| Android -- a cost center. No viable business model. Maybe Samsung would fork AOSP for their phones. Cloud -- has to run at a loss in the immediate future to capture marketshare Email -- nobody pays for email. Get ready for a much smaller mailbox and ads targeted by email contents. Get "sponsored" emails in your feed. YouTube -- was a separate company before Maps -- will become a free tourist map, may have to pay to unlock any zone except your home. Search -- if it can sell ads independently, could be a viable business. Advertising -- all the other units need advertising to survive. This could be a clearinghouse In short, not clear that the pieces make sense as independent businesses with some exceptions. |
The market for these loss-leading services is skewed because Google subsidizes their free offerings so that they improve their ads branch. Because it is hard to compete with a free (actually money-losing) service, it is very hard for competitors to spring up. And thus the whole thing is anti-competitive.

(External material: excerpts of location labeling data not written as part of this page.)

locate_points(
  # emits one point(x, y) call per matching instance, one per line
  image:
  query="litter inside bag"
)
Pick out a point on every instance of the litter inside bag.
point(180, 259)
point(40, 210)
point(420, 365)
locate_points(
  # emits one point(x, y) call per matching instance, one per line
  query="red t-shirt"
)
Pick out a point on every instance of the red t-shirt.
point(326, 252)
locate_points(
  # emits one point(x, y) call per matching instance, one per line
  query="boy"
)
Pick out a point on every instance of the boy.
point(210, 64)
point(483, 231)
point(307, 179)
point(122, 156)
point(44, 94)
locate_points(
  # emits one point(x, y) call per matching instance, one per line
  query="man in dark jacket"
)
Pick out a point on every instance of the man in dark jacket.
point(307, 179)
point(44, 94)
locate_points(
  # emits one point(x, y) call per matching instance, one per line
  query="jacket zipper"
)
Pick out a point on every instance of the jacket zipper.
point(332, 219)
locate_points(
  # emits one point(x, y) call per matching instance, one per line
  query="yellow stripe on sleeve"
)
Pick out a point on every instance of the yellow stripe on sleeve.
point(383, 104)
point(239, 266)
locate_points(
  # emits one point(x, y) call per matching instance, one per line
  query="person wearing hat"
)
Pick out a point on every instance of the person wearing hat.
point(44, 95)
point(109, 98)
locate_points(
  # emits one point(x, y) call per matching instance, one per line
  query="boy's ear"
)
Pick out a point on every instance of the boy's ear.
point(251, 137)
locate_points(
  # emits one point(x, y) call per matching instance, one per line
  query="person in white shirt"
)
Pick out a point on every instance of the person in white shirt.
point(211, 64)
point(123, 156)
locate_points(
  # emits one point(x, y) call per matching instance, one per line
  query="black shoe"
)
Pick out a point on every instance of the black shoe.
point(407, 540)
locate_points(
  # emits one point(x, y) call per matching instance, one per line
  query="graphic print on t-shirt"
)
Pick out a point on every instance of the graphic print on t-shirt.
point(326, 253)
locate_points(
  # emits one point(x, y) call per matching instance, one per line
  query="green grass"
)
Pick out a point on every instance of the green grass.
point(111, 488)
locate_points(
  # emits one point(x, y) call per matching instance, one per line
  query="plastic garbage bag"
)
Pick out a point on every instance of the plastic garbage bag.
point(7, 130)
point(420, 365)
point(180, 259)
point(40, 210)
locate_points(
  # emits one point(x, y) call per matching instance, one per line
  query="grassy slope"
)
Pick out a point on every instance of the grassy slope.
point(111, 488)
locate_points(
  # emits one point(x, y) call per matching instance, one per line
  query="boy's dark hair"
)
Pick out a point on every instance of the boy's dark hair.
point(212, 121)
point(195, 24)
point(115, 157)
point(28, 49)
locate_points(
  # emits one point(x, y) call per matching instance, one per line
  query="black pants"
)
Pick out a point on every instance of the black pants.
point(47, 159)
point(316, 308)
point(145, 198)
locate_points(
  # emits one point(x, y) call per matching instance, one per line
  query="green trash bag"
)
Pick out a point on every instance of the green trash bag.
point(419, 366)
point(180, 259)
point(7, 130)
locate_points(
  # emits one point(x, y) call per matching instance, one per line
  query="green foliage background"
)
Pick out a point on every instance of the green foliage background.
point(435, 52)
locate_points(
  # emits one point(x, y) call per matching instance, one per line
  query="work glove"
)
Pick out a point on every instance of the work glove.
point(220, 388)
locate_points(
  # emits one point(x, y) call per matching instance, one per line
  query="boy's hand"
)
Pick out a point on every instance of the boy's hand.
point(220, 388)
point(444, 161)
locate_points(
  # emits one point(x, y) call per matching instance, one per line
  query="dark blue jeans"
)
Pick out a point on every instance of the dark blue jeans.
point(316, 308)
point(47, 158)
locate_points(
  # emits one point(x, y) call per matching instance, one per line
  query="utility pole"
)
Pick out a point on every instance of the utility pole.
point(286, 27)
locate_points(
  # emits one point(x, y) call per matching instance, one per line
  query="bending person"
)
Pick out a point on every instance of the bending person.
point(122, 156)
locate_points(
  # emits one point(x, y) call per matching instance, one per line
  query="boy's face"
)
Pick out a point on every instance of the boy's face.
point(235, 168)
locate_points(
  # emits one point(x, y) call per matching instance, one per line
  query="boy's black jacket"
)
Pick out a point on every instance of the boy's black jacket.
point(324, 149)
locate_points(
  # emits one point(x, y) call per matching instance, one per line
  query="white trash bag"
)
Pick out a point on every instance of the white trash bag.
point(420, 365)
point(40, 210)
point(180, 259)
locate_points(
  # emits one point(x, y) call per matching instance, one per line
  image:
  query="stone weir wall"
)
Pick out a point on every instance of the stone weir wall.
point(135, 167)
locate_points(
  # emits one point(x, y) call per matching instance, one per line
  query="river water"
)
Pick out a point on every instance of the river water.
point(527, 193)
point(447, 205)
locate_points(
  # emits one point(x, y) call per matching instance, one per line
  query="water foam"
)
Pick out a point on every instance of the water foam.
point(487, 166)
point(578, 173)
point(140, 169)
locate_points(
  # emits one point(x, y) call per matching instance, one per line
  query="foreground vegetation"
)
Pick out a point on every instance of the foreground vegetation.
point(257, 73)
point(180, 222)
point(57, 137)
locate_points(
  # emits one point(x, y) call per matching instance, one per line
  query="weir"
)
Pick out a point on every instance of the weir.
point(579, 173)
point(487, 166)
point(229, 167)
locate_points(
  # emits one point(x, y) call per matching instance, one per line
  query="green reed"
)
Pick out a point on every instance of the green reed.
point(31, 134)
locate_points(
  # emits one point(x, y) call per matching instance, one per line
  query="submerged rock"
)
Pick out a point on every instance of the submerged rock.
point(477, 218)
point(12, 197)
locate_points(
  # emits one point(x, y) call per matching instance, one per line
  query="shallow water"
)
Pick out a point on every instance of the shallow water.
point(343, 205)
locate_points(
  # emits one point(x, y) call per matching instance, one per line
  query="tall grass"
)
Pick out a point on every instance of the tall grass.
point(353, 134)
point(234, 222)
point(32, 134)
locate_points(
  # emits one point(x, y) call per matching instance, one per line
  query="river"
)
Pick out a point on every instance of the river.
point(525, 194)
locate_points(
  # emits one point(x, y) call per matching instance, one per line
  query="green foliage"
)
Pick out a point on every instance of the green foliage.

If they were separate companies and had to compete on their own merit, not subsidized by the ads division, they'd have to ask for money too. Then, competitors actually have a chance to offer something better. And through that, the reach of the ads business is limited unless they start to work with the competing services. This opens up the market for other ad markets, too.
And then we are a step closer to the free market that is efficient and good for consumers.